Ruptured and intact plasma membranes are classically considered as hallmarks of necrotic and apoptotic cell death, respectively. As such, apoptosis is usually considered a non-inflammatory process while necrosis triggers inflammation. Recent studies on necroptosis and pyroptosis, two types of programmed necrosis, revealed that plasma membrane rupture is mediated by MLKL channels during necroptosis but depends on non-selective gasdermin D (GSDMD) pores during pyroptosis. Importantly, the morphology of dying cells executed by MLKL channels can be distinguished from that executed by GSDMD pores. Interestingly, it was found recently that secondary necrosis of apoptotic cells, a previously believed non-regulated form of cell lysis that occurs after apoptosis, can be programmed and executed by plasma membrane pore formation like that of pyroptosis. In addition, pyroptosis is associated with pyroptotic bodies, which have some similarities to apoptotic bodies. Therefore, different cell death programs induce distinctive reshuffling processes of the plasma membrane. Given the fact that the nature of released intracellular contents plays a crucial role in dying/dead cell-induced immunogenicity, not only membrane rupture or integrity but also the nature of plasma membrane breakdown would determine the fate of a cell as well as its ability to elicit an immune response. In this review, we will discuss recent advances in the field of apoptosis, necroptosis and pyroptosis, with an emphasis on the mechanisms underlying plasma membrane changes observed on dying cells and their implication in cell death-elicited immunogenicity.

Figure 1

Morphological features of apoptosis, necroptosis, and pyroptosis and their linkages with immunogenicity. (A) Dying cells revealed by scanning electron microscopy. In RAW264.7 cells, apoptosis was induced by TNF+Smac mimetics; necroptosis was induced by TNF+Smac mimetics+zVAD; pyroptosis was induced by LPS priming followed by nigericin treatment. (B) Membrane blebbing followed by formation of apoptotic bodies is commonly observed in apoptosis.

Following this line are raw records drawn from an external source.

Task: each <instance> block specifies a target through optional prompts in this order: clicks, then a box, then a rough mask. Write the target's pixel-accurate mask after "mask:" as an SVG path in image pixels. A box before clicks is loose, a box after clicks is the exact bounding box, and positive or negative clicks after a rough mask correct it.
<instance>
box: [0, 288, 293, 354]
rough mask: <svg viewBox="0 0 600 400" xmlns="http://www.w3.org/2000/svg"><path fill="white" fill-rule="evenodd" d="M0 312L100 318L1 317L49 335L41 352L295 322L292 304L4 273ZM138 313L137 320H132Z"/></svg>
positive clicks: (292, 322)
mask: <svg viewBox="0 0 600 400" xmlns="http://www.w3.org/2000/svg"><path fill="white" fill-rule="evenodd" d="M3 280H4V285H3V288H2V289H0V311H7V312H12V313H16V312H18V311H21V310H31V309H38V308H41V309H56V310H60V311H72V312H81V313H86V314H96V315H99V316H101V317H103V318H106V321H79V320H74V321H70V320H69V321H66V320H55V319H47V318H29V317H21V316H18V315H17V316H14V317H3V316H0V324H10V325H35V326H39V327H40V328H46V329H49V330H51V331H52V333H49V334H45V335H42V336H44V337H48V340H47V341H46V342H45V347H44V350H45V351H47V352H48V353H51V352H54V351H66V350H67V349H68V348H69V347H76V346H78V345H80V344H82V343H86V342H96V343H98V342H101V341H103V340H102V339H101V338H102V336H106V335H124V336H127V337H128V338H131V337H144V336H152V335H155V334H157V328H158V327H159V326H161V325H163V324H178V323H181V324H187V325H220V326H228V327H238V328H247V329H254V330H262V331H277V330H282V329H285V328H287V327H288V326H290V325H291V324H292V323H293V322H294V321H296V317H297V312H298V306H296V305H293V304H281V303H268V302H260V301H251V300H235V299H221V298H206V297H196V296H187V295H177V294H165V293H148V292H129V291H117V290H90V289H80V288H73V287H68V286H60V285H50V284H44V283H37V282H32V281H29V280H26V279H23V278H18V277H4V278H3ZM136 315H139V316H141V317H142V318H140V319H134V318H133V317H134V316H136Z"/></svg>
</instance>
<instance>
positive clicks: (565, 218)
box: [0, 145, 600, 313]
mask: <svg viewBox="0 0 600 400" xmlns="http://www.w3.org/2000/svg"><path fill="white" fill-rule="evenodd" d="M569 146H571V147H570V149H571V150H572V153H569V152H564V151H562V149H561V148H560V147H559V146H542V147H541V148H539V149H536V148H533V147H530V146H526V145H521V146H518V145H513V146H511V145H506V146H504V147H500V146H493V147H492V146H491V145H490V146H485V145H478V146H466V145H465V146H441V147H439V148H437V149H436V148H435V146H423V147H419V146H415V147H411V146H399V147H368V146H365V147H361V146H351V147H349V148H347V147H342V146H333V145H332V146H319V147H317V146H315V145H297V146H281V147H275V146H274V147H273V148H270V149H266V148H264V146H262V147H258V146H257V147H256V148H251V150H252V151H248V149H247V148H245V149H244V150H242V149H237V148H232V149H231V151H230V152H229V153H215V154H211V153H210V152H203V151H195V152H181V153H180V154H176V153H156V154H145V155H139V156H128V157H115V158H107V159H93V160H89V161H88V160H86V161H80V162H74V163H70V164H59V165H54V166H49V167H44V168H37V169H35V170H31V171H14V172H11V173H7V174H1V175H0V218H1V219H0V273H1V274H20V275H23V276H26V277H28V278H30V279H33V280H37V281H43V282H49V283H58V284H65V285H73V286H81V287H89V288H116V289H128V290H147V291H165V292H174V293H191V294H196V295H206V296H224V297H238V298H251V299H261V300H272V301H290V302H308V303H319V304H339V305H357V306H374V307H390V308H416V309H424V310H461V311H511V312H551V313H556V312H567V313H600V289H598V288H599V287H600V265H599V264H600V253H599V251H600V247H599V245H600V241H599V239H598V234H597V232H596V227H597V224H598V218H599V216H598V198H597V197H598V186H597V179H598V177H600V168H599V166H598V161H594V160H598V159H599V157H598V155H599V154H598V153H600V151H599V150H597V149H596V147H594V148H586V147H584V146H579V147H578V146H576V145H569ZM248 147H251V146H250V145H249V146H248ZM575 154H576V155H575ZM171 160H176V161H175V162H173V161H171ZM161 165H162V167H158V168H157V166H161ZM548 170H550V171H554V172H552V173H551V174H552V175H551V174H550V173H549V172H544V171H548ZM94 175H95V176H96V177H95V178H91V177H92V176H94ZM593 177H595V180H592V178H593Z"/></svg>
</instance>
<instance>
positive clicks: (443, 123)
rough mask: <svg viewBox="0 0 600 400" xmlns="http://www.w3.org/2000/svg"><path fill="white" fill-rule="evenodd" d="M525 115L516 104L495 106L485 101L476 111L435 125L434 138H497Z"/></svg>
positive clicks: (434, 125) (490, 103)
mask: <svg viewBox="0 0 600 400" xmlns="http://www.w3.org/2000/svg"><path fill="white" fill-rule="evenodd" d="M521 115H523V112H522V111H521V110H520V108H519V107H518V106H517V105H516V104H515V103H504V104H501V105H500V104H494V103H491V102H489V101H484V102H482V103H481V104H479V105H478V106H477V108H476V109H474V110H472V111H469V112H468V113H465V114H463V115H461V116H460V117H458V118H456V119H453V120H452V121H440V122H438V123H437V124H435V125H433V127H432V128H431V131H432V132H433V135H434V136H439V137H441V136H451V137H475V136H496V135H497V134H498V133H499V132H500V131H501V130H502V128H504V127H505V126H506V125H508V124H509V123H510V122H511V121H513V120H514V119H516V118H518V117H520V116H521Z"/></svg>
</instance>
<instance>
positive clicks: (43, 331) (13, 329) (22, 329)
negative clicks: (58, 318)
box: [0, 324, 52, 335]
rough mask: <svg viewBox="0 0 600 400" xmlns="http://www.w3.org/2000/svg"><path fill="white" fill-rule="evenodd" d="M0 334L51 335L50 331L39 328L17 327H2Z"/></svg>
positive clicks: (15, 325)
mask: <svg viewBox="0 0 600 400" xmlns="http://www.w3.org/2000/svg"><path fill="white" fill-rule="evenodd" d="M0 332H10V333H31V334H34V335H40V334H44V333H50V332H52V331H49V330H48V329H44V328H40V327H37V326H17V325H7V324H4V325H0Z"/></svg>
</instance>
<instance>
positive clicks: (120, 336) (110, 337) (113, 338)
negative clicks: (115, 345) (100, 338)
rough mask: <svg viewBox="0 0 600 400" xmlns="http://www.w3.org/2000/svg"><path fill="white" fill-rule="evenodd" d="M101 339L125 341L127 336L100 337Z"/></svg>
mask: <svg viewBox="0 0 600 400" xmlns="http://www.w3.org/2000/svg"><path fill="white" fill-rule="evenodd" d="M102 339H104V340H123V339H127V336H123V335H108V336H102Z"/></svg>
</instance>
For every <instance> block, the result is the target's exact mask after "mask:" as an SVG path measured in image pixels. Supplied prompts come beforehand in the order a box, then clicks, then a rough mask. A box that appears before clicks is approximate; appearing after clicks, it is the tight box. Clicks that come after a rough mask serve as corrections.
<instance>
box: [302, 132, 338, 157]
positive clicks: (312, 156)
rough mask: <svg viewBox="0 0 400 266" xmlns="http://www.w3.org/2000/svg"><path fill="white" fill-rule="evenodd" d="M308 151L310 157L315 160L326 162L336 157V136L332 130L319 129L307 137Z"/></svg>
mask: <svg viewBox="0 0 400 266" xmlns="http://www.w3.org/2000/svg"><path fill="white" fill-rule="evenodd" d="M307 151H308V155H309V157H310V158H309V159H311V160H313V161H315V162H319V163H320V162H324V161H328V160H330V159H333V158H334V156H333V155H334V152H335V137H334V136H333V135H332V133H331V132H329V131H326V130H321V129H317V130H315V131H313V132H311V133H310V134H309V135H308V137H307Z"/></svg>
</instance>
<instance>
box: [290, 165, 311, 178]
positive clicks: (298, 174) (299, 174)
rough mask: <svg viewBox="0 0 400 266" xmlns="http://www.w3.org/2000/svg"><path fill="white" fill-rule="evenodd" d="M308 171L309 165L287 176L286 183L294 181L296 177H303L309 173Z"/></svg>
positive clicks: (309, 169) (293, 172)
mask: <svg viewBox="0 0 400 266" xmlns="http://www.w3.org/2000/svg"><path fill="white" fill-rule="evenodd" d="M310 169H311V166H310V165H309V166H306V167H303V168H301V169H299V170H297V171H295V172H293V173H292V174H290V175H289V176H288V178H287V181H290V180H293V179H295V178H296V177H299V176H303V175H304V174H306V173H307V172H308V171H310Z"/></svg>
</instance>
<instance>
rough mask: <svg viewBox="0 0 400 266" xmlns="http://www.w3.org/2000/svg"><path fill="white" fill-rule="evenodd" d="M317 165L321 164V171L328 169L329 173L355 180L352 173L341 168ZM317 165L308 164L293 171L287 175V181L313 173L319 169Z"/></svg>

Under certain conditions, such as inhibition of PANX1 by trovafloxacin or further combined inhibition of actomyosin contraction by cytochalasin D or GSK 269962, apoptotic cells exhibit two apoptotic body-related morphological changes called apoptopodia and 'beads-on-a-string' protrusions. These membrane-enveloped fragments can be immunogenic, non-immunogenic, or even immunosuppressive under different experimental settings. However, the regulated secondary necrosis of apoptotic cells mediated by DFNA5 can be highly inflammatory. In necroptosis, MLKL-mediated plasma membrane rupture leads to release of cellular contents and thus immunogenicity. Pyroptosis results from an inflammatory response induced by inflammasome activation, which is frequently observed in professional phagocytes and tightly associated with IL-1β/IL-18 secretion. Whether GSDMD-mediated pyroptosis itself is immunogenic awaits further investigation.

Figure 2

Outlines of the signal transduction pathways leading to plasma membrane changes in apoptosis (including secondary necrosis), necroptosis, and pyroptosis. (A) Apoptosis can be initiated by either intrinsic or extrinsic pathway. Caspase-3 activation resulting from either pathway cleaves ROCK1 to promote plasma membrane blebbing, followed by generation of apoptotic bodies. Caspase-3 can also cleave DFNA5 to generate the DFNA5 N-terminal fragment, which forms oligomers and translocates to the plasma membrane, leading to its rupture by the formation of non-selective pores and finally secondary necrosis. (B) In the necroptotic pathway, various external death ligands can initiate necrosome assembly. Once in the necrosome, RIP3 is autophosphorylated. Phosphorylated RIP3 recruits and phosphorylates MLKL, leading to MLKL oligomerization and translocation to the plasma membrane. MLKL oligomers execute necroptosis by generating cation channels, causing plasma membrane rupture. (C) Pyroptotic stimulation elicits inflammasome formation and subsequent caspase-1 activation. Activated caspase-1 cleaves GSDMD, generating the GSDMD N-terminal fragment, which oligomerizes and translocates to the plasma membrane and causes plasma membrane rupture via non-selective pore formation.